Custom forward function of convolution layer

Hello everyone,

I’m trying to implement a custom convolution layer. However, I only want to custom the forward function, and leave the backward function unchanged.

Following the guidance from https://pytorch.org/docs/stable/notes/extending.html, I think the implementation would be something like

class MyConv2d(Function):

    def forward(ctx, input, weight):
        ctx.save_for_backward(input, weight)
        input_temp, weight_temp = f(input, weight)
        output = g(input_temp, weight_temp)
        return output
    
     def backward(ctx, grad_output):
        input, weight = ctx.saved_tensors
        '''
        Compute backward with original inputs, 
        i.e., compute gradients of output directly to input and weight, 
        and ignore the functions in the middle (i.e., f(·), g(·))
        '''
        return grad_input, grad_weight

where f(·) and g(·) are custom functions for computing convolutions. One example would be to flatten the input, turning convolutions into matrix multiplications. In this case, f(·) could be unfold(·). As the backward path of unfold(·) is very slow, I don’t want this operation to be part of the computational graph. In other words, no matter what f(·) and g(·) are, I would like the autograd always treats this layer as output = nn.conv2d(input, weight), making the computational graph only include input, weight, and output without any middle variables and functions.

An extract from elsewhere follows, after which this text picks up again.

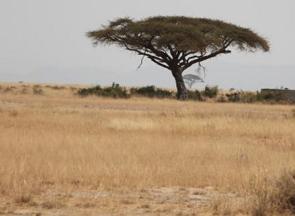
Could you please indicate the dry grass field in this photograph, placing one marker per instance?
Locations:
(55, 145)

The pseudocode above requires customizing the gradient calculation of convolution. I tried several approaches, but none of them can reach the same speed as the original conv2d function. I’m wondering:

  1. How to implement the backward function of conv layer as fast as the original one in Pytorch?
  2. Otherwise, are there any other simple ways to handle this problem?

Please help and thanks!!

I noticed one way to solve this problem is to compute output=nn.functional.conv2d(input, weight) first, and then perform any custom computations to get an output_temp. Finally, replace the values of output with output_temp.

However, the drawback is that I have to compute convolution operations twice, which slows down the training a lot. Are there any other strategies available? Thanks!